Al llegar al cuartel, encontró a un puñado de soldados liderados por Daoíz y Velarde. El Cuartel de Monteleón, convertido en el último bastión de la resistencia, era una isla en medio de una ciudad ocupada.
El encuentro con Daoíz y Velarde_
El aire olía a pólvora. Ruiz sentía su corazón latir con fuerza, ahogando cualquier rastro de enfermedad.
—Ruiz, no deberías estar aquí —dijo Velarde al verlo.
—Ni vos ni Daoíz, pero aquí estamos —respondió Jacinto con una débil sonrisa, aferrando su sable—. ¿Qué situación tenemos?
Velarde le explicó con rapidez. Los franceses tenían el cuartel prácticamente rodeado, pero aún quedaban cañones y municiones suficientes para resistir. Daoíz, desde el patio central, asintió al verlo llegar.
—Hoy la patria necesita cada brazo, enfermo o no —afirmó Daoíz.
Ruiz tomó su lugar de inmediato.

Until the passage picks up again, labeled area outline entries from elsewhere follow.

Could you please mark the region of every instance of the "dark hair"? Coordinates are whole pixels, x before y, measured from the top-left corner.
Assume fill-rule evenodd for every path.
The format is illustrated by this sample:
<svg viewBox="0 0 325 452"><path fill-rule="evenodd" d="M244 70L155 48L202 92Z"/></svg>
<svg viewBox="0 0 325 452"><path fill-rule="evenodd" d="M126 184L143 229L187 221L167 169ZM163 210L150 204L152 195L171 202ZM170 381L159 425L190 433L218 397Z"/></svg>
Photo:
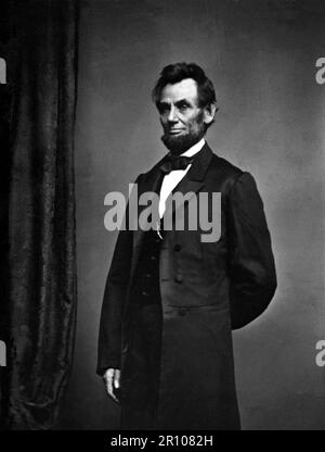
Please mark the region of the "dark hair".
<svg viewBox="0 0 325 452"><path fill-rule="evenodd" d="M168 84L177 84L184 78L193 78L197 84L198 106L205 108L216 103L216 92L212 81L206 76L204 70L195 63L174 63L164 67L153 89L153 101L157 105L161 91Z"/></svg>

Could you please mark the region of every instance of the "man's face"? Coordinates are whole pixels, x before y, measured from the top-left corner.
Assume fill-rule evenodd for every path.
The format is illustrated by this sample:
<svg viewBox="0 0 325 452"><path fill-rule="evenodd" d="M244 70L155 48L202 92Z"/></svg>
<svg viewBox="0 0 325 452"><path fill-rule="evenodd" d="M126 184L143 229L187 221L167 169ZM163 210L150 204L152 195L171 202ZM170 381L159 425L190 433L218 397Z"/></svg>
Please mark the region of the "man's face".
<svg viewBox="0 0 325 452"><path fill-rule="evenodd" d="M205 109L198 106L197 86L193 78L168 84L158 103L161 140L172 153L181 154L205 135Z"/></svg>

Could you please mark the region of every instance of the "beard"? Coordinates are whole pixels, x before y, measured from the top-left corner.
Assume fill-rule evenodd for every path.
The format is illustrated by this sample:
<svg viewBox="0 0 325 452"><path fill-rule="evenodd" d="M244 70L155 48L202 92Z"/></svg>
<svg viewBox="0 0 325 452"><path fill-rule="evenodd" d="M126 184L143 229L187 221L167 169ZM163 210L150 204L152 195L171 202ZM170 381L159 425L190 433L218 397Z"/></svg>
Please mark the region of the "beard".
<svg viewBox="0 0 325 452"><path fill-rule="evenodd" d="M180 155L196 145L204 136L205 127L202 124L184 135L170 135L168 130L165 130L161 141L172 154Z"/></svg>

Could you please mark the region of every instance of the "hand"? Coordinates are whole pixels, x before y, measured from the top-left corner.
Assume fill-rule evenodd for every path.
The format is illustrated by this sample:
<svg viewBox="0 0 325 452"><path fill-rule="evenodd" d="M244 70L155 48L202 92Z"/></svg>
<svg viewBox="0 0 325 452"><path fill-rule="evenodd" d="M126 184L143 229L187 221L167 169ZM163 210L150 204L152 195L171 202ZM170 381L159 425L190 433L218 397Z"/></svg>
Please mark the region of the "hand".
<svg viewBox="0 0 325 452"><path fill-rule="evenodd" d="M108 395L116 402L119 403L119 399L116 397L115 391L119 390L119 378L120 369L119 368L107 368L103 375L103 380L106 386Z"/></svg>

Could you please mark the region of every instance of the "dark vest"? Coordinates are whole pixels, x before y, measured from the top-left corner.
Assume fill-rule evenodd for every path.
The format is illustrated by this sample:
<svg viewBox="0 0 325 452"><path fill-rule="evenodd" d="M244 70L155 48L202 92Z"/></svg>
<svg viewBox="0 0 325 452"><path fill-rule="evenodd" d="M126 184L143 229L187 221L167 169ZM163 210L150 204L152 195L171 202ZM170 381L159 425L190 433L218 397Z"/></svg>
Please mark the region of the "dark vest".
<svg viewBox="0 0 325 452"><path fill-rule="evenodd" d="M144 234L140 259L133 278L131 303L160 303L159 254L162 240L155 230Z"/></svg>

Se subió a una tarima y se dirigió a los soldados y civiles reunidos allí.
—¡Españoles! —su voz se alzó por encima del estruendo—. Los franceses han invadido nuestra tierra, pero hoy no serán ellos quienes escriban nuestra historia. ¡Tomad las armas y luchad, porque España nos necesita a todos!
Sus palabras encendieron el ánimo de la multitud. Con su liderazgo, abrieron las puertas del Parque de Artillería y distribuyeron armas y municiones.
La defensa del Parque de Artillería
El combate fue brutal. Ruiz sentía el calor del cañón en sus manos y el retroceso con cada disparo. De pronto, un dolor agudo en su brazo izquierdo le advirtió de una herida de bala.
—¡Vendadme rápido y devolvedme al frente! —ordenó con voz firme—. Si caemos aquí, cae España.
La lucha continuó. Cuando las fuerzas francesas abrieron una brecha en las defensas, Velarde cayó primero, abatido por un disparo a quemarropa. Daoíz lo siguió poco después, atravesado por una bayoneta.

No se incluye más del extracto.